Rep. Jordan and Republican attorneys general contend that the Climate Judiciary Project represents improper coordination between litigants, advocacy groups, and courts. In letters dated April 28, Jordan accused Michael Burger, executive director of Columbia University's Sabin Center for Climate Change Law, along with the Environmental Law Institute and law firm Sher Edling, of bias, conspiracy, and collusion. Jordan demanded private communications, receipts, records of funding sources, and interviews before his committee.

Twenty-two Republican attorneys general previously pressured the Federal Judicial Center to retract a 90-page chapter on climate science from its technical manual for judges.
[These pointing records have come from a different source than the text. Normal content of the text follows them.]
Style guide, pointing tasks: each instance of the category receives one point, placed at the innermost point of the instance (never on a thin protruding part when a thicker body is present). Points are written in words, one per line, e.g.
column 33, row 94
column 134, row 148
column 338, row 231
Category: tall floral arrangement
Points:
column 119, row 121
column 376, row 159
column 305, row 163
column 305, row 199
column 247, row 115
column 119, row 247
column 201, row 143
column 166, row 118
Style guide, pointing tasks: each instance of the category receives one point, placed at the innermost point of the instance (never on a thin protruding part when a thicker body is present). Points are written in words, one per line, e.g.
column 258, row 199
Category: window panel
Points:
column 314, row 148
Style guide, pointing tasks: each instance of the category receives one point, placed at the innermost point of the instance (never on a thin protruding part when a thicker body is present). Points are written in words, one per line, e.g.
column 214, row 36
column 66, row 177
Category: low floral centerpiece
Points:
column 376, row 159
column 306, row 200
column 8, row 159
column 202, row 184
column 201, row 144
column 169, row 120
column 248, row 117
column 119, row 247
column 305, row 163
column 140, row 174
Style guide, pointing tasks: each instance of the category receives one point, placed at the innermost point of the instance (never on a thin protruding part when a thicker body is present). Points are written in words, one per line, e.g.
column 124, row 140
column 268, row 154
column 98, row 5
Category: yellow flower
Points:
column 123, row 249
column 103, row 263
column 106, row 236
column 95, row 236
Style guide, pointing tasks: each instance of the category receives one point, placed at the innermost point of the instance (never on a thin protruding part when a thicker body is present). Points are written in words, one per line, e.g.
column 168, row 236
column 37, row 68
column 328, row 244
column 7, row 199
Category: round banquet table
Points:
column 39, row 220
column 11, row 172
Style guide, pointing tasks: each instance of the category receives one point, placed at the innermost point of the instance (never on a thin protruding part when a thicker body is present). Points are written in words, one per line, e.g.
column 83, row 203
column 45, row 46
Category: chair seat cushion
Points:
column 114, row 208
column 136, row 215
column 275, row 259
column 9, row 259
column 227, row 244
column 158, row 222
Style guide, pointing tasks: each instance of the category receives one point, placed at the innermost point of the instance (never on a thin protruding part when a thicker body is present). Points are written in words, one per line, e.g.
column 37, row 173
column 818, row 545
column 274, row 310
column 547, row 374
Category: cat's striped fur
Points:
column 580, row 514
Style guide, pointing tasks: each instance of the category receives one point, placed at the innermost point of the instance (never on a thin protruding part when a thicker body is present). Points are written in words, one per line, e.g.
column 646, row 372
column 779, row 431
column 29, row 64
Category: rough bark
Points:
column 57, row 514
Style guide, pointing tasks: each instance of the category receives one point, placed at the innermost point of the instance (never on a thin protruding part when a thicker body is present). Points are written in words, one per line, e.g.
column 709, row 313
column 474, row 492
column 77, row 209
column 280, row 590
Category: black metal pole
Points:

The attorneys general alleged that the chapter's authors at Columbia's Sabin Center were biased because they work closely with Sher Edling, which represents climate plaintiffs in litigation against oil companies. The Federal Judicial Center retracted the chapter in February despite prior peer review approval and endorsement by the National Academies of Sciences, Engineering and Medicine.

Conservative legal scholars support judicial skepticism of climate science education programs. "Judges must remain neutral arbiters, not students of advocacy groups with clear litigation interests," said Prof. Jonathan Adler of Case Western Reserve University School of Law. "The George Mason symposium provides judges with tools to critically evaluate expert testimony without being swayed by well-funded campaigns from either side."

What the Numbers Show

According to a review of lobbying disclosures and tax filings, the Antonin Scalia Law School has received funding from foundations linked to conservative donors with fossil fuel interests, including the Searle Freedom Trust and the John William Pope Foundation. The Environmental Law Institute's Climate Judiciary Project received grants totaling approximately $1.2 million between 2020 and 2024, according to its tax filings, with funding coming from the EPA (before recent grant restrictions), the Gordon and Betty Moore Foundation, and other philanthropic sources.

Climate litigation has grown substantially: There were 2,180 climate-related lawsuits filed in U.S. courts as of December 2025, up from fewer than 200 in 2010, according to the Grantham Research Institute at the London School of Economics. Major cases pending include municipal liability suits brought by Honolulu, San Francisco, and other local governments seeking damages for climate impacts.

Liability waiver bills have been introduced in both chambers: H.R. 2457 and S. 1189 would limit fossil fuel company liability for climate harms. The measures were introduced following coordinated lobbying efforts that ProPublica reported are connected to conservative activist Leonard Leo's network across 11 states.

The Bottom Line

The simultaneous events highlight how education about scientific evidence in courtrooms has become a new front in the legal battle over climate accountability. What happens next will likely depend on whether Jordan's committee investigation produces actionable findings or remains focused on document requests. The Florida attorney general's office has also launched a separate investigation into alleged judicial influence by the Environmental Law Institute.

Both programs insist they are nonpartisan educational efforts, but their sharply different approaches to climate science reflect broader divisions in how courts should weigh scientific evidence when fossil fuel liability is at stake. Legal observers say the outcome of this dispute could shape how hundreds of pending and future climate cases are decided for years to come.